Robles, Brenda; Kwak, Hannah; Kuo, Tony.
Afiliação
  • Robles B; Research Group On Statistics, Econometrics, and Health (GRECS), University of Girona, Carrer de la Universitat de Girona 10, Campus de Montilivi, Girona, 17003, Spain. brenda.robles@udg.edu.
  • Kwak H; Centro de Investigación Biomédica en Red de Epidemiología y Salud Pública (CIBERESP), Instituto de Salud Carlos III, Madrid, Spain. brenda.robles@udg.edu.
  • Kuo T; Department of Internal Medicine, David Geffen School of Medicine at University of California, Los Angeles (UCLA), 911 Broxton Ave., Los Angeles, CA, 90024, USA.
Int J Behav Med ; 2024 Feb 22.
Article em En | MEDLINE | ID: mdl-38388741
ABSTRACT

BACKGROUND:

Behavioral health services (BHS) can help improve and treat mental and emotional health problems. Yet, attitudinal and/or structural barriers often prevent individuals from accessing and benefiting from these services.
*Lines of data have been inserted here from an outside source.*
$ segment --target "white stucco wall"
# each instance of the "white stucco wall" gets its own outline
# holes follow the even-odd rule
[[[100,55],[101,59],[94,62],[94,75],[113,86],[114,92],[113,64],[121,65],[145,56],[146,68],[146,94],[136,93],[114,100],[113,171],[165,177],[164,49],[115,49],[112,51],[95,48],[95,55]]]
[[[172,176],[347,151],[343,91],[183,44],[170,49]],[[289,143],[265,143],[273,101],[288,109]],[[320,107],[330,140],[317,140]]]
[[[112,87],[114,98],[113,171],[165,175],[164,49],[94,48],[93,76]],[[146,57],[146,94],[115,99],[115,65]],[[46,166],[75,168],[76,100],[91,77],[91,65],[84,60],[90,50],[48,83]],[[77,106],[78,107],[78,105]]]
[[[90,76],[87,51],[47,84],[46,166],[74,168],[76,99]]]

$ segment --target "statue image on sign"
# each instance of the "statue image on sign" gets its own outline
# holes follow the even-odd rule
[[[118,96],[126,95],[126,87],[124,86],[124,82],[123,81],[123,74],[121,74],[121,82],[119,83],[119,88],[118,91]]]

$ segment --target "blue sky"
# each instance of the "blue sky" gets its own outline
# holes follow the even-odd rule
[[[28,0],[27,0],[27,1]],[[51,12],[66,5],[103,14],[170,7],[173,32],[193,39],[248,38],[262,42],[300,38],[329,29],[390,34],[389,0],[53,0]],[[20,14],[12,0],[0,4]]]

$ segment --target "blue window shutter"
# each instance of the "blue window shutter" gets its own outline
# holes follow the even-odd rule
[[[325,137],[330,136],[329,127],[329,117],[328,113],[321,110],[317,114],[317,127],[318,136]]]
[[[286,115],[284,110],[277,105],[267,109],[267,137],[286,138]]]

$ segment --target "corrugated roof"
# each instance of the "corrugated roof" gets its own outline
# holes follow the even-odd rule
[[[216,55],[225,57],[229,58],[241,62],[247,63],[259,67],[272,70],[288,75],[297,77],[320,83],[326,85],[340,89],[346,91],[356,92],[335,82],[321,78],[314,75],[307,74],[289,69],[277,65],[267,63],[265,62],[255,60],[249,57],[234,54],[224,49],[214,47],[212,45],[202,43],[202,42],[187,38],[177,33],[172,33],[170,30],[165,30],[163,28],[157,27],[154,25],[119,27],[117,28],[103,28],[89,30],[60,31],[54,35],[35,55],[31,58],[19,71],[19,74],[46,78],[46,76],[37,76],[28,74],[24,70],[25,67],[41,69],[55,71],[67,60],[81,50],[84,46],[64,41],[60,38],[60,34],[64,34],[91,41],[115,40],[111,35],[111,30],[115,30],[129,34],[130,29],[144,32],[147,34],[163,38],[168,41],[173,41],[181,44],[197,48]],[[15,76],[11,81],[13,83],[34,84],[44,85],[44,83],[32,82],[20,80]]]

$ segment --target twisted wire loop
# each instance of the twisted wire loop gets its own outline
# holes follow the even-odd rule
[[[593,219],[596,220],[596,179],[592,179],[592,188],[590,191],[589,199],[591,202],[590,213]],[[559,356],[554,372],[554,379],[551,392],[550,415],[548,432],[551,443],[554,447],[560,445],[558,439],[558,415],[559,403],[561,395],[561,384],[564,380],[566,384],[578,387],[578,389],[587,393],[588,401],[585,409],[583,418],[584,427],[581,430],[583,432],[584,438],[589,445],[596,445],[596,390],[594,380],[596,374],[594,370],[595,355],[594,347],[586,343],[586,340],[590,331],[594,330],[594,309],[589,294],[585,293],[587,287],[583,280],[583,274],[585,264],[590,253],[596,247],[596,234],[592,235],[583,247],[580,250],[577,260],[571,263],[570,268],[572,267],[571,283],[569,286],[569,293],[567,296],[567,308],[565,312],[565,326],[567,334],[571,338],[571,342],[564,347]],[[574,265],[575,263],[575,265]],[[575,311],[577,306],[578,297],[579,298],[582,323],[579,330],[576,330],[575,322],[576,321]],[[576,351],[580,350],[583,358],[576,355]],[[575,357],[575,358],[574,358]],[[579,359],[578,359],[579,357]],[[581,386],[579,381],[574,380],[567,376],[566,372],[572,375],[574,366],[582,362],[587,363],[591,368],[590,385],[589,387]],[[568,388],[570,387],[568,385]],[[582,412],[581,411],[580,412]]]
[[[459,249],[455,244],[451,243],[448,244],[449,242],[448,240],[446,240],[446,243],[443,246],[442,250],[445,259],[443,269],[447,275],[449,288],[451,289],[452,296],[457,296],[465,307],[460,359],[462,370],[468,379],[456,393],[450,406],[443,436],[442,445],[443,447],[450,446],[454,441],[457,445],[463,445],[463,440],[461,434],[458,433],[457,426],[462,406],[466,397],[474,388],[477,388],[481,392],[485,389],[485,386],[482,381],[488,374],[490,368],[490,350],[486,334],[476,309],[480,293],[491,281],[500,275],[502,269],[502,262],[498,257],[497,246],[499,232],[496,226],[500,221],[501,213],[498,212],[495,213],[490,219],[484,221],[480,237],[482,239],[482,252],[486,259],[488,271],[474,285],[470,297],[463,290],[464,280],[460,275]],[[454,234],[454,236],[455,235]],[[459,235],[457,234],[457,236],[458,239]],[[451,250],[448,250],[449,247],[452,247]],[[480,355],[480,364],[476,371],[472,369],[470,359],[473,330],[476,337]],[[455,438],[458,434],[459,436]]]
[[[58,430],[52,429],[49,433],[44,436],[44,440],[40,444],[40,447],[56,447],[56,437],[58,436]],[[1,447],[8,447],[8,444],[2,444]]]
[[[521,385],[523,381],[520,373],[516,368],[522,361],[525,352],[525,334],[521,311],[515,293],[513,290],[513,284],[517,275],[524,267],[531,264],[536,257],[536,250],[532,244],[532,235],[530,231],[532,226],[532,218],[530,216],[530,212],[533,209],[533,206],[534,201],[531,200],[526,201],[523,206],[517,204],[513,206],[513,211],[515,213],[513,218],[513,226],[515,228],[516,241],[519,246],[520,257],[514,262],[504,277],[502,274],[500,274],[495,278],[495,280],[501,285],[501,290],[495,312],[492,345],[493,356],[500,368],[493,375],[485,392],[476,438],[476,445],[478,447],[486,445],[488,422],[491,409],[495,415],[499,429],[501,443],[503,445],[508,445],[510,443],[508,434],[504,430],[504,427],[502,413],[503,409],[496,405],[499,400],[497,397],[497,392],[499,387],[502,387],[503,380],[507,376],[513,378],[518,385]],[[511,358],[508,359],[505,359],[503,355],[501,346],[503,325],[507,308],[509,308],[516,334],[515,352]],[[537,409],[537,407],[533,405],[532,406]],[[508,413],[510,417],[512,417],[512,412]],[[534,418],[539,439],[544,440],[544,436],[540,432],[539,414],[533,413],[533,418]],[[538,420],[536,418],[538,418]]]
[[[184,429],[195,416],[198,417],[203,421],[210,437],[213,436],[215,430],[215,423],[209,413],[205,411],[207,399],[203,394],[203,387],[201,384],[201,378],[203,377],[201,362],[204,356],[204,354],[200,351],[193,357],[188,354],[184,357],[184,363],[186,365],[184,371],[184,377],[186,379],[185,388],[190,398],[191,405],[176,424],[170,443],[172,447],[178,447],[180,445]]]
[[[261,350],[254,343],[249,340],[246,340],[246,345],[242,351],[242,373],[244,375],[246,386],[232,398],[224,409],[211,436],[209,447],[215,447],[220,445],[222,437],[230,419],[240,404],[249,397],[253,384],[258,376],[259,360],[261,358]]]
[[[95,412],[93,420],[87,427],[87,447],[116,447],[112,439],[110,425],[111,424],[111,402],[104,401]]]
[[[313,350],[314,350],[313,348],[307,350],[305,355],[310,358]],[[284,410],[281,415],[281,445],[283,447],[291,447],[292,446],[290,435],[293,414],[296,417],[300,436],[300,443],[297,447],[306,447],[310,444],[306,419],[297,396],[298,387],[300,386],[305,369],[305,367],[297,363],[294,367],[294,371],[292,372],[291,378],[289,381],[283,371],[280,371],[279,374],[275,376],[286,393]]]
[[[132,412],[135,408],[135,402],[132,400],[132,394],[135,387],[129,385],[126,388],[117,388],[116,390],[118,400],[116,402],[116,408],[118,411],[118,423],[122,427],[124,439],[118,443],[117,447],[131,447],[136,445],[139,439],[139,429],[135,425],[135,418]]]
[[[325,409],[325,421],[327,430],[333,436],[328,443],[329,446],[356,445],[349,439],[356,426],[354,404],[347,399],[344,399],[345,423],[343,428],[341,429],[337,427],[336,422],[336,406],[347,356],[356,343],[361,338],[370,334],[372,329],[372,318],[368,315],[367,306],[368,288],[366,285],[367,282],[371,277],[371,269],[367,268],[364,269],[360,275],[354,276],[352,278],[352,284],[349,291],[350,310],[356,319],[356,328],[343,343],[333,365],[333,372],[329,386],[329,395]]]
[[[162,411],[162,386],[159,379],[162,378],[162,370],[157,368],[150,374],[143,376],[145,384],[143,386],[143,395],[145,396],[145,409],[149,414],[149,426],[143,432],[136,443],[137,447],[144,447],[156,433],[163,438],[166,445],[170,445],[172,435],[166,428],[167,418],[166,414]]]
Positive provider-patient interactions in healthcare, encompassing patient comfort with a primary care provider (PCP), which is often enhanced by shared decision-making, may mitigate the stigma associated with seeing a mental health professional; this may improve BHS utilization among patients who need these services. However, few studies have examined how patient comfort with a PCP, often through shared decision-making, may influence patients' BHS utilization in the real world. This study sought to address this gap in practice.

METHOD:

Multivariable regression analyses, using weighted data from an internet panel survey of Los Angeles County adults (n = 749), were carried out to examine the associations between patient comfort with a PCP and three measures of BHS utilization. Subsequent analyses were conducted to explore the extent to which shared decision-making moderated these associations.

RESULTS:

Participants who reported an intermediate or high comfort level with a provider had higher odds of reporting that they were likely to see (aOR = 2.10 and 3.84, respectively) and get advice (aOR = 2.75 and 4.76, respectively) from a mental health professional compared to participants who reported a low comfort level. Although shared decision-making influenced participants' likelihood of seeing and getting advice from a mental health professional, it was not a statistically significant moderator in these associations.

CONCLUSION:

Building stronger relationships with patients may improve BHS utilization, a provider practice that is likely underutilized.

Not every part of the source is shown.